Methods: 10 patients with a GCS<8 after severe head trauma (n=4) and intracerebral bleeding (n=6) and 9 anaesthetized pigs were analyzed. Extended neuromonitoring, including an intraparenchymal intracranial pressure sensor (NEUROVENT-PT), a miniaturized thermodiffusion probe to measure the regional cerebral blood flow (rCBF, QFlow™-System) and a miniaturized Clark-type sensor in the animal experiment (Licox®) or a multiparameter probe (Neurotrend®) in the clinical setup to measure ptiO2, were placed carefully in the frontal cortex. After a 2-hour stabilization period (etCO2 ~ 37-40 mmHg) a controlled mild hyperventilation (etCO2 ~ 28-30 mmHg) was performed.
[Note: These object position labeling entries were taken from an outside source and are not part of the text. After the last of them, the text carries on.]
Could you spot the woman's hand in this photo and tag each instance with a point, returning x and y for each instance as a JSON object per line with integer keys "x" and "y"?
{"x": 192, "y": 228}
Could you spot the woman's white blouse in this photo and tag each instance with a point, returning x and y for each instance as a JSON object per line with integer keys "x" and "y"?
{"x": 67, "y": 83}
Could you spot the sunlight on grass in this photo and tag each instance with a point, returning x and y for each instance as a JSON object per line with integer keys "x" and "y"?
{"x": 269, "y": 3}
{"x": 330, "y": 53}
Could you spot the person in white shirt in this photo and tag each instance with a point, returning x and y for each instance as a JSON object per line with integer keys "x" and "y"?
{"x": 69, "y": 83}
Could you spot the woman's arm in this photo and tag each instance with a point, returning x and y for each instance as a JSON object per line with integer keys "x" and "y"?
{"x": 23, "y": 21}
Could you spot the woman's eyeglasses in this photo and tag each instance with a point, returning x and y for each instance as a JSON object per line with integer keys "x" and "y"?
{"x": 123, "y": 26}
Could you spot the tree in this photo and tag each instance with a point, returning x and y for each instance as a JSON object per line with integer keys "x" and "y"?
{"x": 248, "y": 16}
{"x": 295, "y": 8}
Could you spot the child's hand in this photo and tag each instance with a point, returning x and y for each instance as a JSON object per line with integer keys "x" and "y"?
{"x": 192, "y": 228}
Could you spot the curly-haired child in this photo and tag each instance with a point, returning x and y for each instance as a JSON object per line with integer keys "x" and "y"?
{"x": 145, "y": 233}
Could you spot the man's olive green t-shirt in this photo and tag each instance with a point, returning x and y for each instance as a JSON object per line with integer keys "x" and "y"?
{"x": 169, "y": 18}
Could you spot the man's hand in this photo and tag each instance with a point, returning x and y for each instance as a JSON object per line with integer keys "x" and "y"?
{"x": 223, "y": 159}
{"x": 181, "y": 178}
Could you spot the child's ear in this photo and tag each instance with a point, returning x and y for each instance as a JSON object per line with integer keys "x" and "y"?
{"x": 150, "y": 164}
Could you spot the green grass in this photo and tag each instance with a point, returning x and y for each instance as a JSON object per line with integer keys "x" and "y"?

Results: In patients controlled hyperventilation (arterial pCO2 37,5±3,8mmHg vs. 29,3±4,5mmHg) lead to a significant reduction of the mean rCBF (34±4 ml/100g/min vs. 21,8±4,8ml/100g/min; p<0,0001). According to the known physiology, hyperventilation reduces the mean ptiO2 significant from 33±13mmHg to 11±7mmHg (p<0,001). There was no significant correlation between CPP and rCBF (R2= 0,302). In most of the patients the correct placement of the rCBF-probe was difficult, thatswhy re-placements were necessary. In the animal experiment controlled hyperventilation from paCO2 45,0±2,3 mmHg to 24,0±2,3mmHg lead to a significant reduction of the rCBF, (33±2,6ml/100g/min to 21±3,2ml/100g/min (p<0,0001) and the brain tissue oxygenation. (ptiO2 von 20,3±7,5mmHg to 10,5±4,5mmHg; p<0,0001) as well.
Conclusions: The availability of continuous bed-side rCBF-measurement offers the possibility to assess individual regional cerebral perfusion, requirering a standardized placement procedure of the rCBF-probe. Our results are comparable with those of the current literature. Comparing our clinical data (injured brain) to our results of the animal experiment (non-inured brain) the CO2-regulation is more sensitive in patients after neuronal injury.